A collection of small, independent, reusable [Dagger](https://github.com/dagger/dagger) modules and AI agents for CI/CD pipelines. Built with the [Dagger SDK](https://docs.dagger.io) and published on the [Daggerverse](https://daggerverse.dev).

## Modules

Reusable building blocks for CI/CD pipelines. Each module is independent and focused on a single concern.

| Module | Description |
|--------|-------------|
| [**calver**](calver/) | Calendar Versioning utilities |
| [**gcp-auth**](gcp-auth/) | GCP authentication (OIDC, Workload Identity Federation, Service Account) |
| [**gcp-artifact-registry**](gcp-artifact-registry/) | Artifact Registry container image operations |
| [**gcp-cloud-run**](gcp-cloud-run/) | Cloud Run service and job deployment |
| [**gcp-vertex-ai**](gcp-vertex-ai/) | Vertex AI model deployment |
| [**gcp-firebase**](gcp-firebase/) | Firebase Hosting deployment and preview channels |
| [**angular**](angular/) | Angular build, lint, test, and serve utilities |
| [**health-check**](health-check/) | HTTP and TCP container health checking |
| [**oidc-token**](oidc-token/) | OIDC token exchange utilities |
| [**python-build**](python-build/) | Python build, lint, test, and typecheck utilities |
| [**semver**](semver/) | Semantic Versioning with Conventional Commits |
| [**dagger-mcp**](dagger-mcp/) | MCP server for Dagger engine introspection — schema, GraphQL queries, SDK guidance |

## AI Agents

AI-powered development and operations agents built with Dagger's LLM support. Each agent provides specialized entrypoints (`assist`, `review`, `build`, `write-tests`, `upgrade`, `develop-github-issue`, `task`) and uses MCP servers for extended capabilities.

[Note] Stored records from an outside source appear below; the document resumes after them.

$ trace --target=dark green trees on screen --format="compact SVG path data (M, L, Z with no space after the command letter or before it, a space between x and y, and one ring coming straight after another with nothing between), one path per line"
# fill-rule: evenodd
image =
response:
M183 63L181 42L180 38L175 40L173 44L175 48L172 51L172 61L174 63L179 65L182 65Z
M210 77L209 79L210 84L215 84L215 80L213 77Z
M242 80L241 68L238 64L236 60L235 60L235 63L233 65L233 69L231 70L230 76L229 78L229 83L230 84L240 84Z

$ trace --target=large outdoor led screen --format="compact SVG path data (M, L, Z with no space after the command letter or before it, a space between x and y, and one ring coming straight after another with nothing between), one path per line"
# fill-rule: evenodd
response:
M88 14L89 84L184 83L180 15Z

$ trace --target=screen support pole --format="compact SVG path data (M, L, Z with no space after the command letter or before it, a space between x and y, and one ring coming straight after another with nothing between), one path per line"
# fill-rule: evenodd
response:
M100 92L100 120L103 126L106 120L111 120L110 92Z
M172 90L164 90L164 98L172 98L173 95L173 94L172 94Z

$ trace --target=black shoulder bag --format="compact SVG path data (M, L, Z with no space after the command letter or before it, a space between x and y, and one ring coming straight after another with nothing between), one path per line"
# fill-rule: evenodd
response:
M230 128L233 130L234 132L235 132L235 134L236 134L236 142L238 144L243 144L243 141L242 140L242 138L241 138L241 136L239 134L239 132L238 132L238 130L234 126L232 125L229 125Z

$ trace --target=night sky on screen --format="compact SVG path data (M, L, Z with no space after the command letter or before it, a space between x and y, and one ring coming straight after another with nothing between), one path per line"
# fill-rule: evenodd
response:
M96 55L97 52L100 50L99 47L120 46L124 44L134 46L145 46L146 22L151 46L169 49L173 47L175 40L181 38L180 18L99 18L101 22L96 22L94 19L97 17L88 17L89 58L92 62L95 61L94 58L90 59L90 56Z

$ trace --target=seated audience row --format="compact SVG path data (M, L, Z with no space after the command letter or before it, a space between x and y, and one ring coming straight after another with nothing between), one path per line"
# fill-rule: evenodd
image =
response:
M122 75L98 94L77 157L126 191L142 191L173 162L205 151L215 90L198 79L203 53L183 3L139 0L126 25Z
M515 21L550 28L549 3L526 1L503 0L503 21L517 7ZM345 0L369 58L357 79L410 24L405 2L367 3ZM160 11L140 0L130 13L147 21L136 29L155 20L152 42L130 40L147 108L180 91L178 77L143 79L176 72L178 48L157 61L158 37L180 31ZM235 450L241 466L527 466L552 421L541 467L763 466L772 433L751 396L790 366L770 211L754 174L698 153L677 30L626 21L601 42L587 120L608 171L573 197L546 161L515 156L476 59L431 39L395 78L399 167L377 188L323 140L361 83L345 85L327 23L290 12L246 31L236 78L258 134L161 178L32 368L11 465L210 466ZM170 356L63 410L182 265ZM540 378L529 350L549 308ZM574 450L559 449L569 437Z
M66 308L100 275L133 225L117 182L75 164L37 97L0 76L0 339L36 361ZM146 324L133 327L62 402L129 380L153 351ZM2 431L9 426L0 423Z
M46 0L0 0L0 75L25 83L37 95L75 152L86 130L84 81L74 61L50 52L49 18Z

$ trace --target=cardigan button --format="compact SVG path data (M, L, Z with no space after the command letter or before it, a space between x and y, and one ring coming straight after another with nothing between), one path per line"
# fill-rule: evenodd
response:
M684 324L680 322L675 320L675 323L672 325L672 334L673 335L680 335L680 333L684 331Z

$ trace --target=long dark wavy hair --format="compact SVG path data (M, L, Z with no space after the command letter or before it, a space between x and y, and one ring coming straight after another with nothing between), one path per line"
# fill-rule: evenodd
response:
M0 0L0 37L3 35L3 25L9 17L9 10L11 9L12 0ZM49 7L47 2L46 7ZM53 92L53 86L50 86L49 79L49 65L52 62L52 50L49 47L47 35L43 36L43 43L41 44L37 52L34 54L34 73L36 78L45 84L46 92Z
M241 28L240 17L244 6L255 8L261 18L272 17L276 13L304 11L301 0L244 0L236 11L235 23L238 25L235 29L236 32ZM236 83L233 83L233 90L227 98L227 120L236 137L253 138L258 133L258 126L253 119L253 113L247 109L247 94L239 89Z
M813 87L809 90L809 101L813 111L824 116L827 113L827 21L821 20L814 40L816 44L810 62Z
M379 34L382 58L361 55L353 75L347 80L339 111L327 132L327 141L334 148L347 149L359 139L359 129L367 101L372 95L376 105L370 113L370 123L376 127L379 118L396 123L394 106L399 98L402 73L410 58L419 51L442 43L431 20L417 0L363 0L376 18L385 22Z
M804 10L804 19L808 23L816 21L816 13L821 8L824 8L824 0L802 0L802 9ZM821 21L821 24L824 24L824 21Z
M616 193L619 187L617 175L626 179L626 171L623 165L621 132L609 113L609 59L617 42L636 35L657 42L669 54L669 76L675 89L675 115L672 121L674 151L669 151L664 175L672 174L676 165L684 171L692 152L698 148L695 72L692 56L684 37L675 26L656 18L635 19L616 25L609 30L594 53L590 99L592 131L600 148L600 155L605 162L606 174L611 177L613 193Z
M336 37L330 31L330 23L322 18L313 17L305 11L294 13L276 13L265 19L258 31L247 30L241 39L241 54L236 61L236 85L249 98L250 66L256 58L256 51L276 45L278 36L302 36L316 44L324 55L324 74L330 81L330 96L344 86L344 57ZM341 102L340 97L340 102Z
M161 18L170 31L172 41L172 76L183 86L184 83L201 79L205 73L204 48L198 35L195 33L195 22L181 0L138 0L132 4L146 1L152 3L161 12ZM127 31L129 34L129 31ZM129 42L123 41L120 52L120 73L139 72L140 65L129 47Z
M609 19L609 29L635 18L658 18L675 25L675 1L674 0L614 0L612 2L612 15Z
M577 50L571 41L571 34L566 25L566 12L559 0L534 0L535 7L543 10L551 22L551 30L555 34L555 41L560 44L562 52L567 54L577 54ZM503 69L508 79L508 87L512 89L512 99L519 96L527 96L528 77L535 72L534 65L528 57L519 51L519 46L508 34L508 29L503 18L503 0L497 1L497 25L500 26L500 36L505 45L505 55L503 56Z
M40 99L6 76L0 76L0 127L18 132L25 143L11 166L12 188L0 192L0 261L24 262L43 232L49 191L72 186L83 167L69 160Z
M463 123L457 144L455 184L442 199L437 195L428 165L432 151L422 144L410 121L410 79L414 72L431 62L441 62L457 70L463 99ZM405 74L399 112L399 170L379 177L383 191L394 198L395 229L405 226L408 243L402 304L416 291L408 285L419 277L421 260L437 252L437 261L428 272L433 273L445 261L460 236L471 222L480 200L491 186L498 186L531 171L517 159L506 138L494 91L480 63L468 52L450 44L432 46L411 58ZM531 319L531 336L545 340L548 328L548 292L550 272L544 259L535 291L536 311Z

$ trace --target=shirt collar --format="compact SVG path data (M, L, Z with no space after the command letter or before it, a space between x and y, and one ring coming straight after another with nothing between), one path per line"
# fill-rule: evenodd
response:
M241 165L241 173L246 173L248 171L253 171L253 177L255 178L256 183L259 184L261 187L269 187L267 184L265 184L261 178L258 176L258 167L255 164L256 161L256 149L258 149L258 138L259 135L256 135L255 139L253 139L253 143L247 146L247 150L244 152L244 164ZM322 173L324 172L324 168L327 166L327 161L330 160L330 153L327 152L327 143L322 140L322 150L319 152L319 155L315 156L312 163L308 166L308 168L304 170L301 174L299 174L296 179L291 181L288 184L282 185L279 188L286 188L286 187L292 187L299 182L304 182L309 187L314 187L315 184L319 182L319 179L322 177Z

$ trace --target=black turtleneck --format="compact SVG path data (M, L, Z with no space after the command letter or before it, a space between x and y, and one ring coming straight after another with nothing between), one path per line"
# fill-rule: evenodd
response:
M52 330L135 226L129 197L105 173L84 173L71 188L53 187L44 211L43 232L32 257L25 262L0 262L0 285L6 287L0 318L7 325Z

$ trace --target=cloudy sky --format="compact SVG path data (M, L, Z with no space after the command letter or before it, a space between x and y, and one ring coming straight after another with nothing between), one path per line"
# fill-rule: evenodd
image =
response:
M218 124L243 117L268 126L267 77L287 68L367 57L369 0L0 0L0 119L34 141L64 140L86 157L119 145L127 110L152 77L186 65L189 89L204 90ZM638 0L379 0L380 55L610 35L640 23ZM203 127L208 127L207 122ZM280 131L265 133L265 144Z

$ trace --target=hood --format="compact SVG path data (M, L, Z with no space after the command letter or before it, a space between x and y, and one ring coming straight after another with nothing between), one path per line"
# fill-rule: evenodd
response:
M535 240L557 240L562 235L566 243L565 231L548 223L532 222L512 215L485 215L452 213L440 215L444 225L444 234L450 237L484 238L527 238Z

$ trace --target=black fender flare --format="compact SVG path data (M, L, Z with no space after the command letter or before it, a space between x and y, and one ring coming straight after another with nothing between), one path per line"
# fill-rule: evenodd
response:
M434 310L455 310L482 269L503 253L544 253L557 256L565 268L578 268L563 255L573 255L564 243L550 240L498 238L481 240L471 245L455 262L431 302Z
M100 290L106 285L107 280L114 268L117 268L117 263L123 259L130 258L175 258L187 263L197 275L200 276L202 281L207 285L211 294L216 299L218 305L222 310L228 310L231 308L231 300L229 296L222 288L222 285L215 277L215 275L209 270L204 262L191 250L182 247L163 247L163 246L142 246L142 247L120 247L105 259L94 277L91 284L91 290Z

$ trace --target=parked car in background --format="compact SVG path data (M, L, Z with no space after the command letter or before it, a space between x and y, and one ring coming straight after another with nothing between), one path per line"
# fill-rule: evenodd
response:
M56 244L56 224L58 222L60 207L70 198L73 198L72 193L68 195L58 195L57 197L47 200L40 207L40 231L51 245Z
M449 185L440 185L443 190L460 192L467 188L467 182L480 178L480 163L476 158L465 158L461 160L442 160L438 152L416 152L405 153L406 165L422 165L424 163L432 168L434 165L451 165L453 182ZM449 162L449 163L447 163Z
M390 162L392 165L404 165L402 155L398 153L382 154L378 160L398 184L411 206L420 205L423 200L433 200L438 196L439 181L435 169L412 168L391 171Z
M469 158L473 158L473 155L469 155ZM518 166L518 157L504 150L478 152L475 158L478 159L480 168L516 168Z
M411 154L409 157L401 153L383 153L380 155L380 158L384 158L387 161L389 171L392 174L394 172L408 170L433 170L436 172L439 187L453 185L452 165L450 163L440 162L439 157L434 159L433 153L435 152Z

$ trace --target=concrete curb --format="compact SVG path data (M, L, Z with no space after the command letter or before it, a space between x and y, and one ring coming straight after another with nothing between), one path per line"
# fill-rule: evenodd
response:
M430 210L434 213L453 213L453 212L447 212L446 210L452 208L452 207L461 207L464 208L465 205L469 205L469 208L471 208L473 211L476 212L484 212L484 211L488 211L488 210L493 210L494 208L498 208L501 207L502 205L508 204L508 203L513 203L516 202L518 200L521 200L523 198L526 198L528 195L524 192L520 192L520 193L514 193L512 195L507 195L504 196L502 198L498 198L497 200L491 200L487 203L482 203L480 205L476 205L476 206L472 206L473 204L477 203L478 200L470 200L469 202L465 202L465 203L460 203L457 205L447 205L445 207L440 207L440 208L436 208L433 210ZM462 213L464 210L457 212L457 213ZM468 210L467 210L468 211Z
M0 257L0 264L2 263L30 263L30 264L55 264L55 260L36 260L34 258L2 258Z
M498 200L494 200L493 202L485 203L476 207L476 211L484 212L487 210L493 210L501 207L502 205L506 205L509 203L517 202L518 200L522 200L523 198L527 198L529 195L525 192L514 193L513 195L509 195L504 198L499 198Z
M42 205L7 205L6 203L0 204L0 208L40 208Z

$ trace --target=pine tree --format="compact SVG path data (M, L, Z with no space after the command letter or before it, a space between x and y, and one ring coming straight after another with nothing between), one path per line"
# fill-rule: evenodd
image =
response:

### [Angie](angie/) — Angular Development Agent

Code analysis, reviews, test writing, building, and upgrades for Angular projects.

| MCP Server | Package | Description |
|------------|---------|-------------|
| `angular` | [`@angular/cli mcp`](https://angular.dev/ai/mcp) | Built-in Angular CLI MCP — code generation, modernization, best practices, documentation search |

### [Monty](monty/) — Python Development Agent

Linting, formatting, testing, package auditing, and code reviews for Python projects.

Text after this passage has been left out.